Celso de Mello disse que já esperava tal movimentação antes do julgamento, e reforçou que não obstante respeitável o esforço do Congresso de debater o assunto, continuava a haver ausência e inércia – quadro de permanente indefinição que inviabiliza a votação de lei contra a prática de discriminação contra homossexual e transgênero.

O decano afirmou que o fato de existirem em tramitação algumas proposições acerca do tema não significa que não existe mora exagerada. “Passaram-se mais de 30 anos, então há omissão inconstitucional. Por isso, havia a necessidade de continuar o julgamento nesta sessão, e não adiá-lo. A mera presença de projeto de lei no Congresso Nacional não garante sua aprovação. Mesmo com aprovação de projetos no Congresso, isso não significa que o presidente vai sancionar e, portanto, permanece a omissão legislativa”, destacou.

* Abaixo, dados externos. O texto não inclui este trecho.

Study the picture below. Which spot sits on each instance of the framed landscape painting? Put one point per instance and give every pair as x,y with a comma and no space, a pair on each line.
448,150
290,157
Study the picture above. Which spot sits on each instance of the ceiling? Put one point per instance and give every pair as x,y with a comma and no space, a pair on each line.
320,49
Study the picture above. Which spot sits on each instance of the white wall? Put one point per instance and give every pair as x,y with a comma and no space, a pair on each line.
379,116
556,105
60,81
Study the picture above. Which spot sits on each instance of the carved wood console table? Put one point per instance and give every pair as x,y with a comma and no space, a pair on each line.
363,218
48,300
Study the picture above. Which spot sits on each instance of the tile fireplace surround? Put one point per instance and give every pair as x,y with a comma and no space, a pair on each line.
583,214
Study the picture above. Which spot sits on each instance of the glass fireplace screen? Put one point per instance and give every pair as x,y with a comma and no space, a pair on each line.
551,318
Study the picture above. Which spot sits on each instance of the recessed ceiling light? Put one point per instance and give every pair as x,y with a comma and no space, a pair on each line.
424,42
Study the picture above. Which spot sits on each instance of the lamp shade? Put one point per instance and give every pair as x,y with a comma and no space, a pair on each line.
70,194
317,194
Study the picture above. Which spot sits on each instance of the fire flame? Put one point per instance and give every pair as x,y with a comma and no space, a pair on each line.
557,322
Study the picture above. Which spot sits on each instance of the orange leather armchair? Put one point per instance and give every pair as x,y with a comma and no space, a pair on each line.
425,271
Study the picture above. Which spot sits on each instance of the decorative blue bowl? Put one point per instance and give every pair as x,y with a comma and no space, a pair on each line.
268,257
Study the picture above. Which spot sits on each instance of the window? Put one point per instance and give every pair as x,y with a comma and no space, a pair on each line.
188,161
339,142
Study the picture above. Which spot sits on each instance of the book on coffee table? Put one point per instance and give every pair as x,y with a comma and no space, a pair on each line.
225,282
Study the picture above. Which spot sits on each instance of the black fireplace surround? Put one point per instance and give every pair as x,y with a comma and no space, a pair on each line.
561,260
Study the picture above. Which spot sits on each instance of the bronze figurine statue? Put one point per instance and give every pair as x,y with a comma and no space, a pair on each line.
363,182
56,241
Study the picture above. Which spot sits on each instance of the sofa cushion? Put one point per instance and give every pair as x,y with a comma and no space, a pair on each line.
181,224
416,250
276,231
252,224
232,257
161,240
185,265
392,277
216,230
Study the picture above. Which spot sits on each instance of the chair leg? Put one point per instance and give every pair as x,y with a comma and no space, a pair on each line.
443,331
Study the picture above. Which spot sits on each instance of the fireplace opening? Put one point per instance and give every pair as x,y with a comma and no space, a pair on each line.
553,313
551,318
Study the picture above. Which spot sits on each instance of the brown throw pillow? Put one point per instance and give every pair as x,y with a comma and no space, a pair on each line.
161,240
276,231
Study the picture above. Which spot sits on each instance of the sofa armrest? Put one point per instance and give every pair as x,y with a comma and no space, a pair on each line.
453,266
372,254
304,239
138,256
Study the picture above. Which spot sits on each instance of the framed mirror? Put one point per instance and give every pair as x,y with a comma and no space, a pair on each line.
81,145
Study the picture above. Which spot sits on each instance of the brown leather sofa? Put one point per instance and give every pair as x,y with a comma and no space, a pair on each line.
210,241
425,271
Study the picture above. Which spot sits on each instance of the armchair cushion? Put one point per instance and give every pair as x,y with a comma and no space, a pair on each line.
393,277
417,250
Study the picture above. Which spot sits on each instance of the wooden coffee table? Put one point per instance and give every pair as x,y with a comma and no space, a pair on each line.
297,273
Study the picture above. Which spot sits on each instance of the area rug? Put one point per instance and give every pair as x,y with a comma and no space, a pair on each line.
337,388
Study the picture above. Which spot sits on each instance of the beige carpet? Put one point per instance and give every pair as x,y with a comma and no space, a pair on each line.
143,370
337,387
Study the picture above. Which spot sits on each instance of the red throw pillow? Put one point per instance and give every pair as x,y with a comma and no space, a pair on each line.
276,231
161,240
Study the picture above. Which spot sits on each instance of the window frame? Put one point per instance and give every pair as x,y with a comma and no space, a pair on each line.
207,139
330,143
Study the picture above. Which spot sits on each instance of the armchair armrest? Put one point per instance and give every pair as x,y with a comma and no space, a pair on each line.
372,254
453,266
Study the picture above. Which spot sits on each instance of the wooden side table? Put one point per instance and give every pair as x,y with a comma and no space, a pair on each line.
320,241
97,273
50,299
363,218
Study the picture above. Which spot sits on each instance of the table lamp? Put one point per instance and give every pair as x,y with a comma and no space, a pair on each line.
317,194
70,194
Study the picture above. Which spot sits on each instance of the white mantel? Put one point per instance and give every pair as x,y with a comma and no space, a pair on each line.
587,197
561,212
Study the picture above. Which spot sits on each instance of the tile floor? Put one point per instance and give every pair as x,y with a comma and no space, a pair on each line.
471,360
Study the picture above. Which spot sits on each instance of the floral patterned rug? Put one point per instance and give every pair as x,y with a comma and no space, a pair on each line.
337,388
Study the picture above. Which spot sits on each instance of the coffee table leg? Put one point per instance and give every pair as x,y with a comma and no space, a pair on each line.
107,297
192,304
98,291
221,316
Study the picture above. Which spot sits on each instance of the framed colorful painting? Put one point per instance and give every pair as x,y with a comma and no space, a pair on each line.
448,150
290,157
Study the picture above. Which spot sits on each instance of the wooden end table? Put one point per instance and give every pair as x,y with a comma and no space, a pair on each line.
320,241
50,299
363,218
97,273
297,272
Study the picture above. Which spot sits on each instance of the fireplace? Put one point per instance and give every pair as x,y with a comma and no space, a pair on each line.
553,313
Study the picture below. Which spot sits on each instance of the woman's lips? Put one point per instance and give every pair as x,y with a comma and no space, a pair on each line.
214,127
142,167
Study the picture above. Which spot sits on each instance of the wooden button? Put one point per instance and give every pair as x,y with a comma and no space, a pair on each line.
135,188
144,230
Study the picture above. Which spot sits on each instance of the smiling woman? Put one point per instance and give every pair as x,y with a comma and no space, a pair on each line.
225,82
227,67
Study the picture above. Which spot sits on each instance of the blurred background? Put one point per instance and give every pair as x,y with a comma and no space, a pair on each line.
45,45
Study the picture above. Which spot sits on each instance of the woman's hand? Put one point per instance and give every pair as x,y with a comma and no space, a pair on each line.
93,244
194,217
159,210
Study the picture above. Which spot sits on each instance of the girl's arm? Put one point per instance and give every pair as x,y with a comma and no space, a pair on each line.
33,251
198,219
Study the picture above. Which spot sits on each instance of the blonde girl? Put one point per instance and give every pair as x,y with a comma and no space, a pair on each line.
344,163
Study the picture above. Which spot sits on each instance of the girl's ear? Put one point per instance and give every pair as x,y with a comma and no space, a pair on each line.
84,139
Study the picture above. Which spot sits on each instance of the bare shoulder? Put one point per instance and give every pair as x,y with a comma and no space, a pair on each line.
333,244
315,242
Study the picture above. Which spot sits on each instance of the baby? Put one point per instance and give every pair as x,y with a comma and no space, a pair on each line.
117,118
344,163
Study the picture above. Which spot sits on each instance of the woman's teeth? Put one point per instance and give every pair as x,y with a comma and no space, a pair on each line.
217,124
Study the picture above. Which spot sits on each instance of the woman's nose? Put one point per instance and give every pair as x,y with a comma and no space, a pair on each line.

Antes de Dias Toffoli dar sequência e sugerir um novo plano de votação, Celso de Mello pediu a palavra novamente e afirmou que os votos levaram a pedidos de impeachment contra os quatro ministros que já tinham reconhecido a omissão do Congresso por não criminalizar a homofobia, demonstrando intolerância dos denunciantes uma vez que o fundamento invocado de falta de decoro não tem aplicação ao caso.

Após a fala de Celso, Toffoli desistiu de fazer proposta ao plenário e propôs uma votação para definir se eles dariam prosseguimento ao julgamento ou se iriam aguardar o projeto do Congresso. Por 9 votos a 2, os ministros decidiram continuar a sessão. Apenas Toffoli e Marco Aurélio votaram para o adiamento.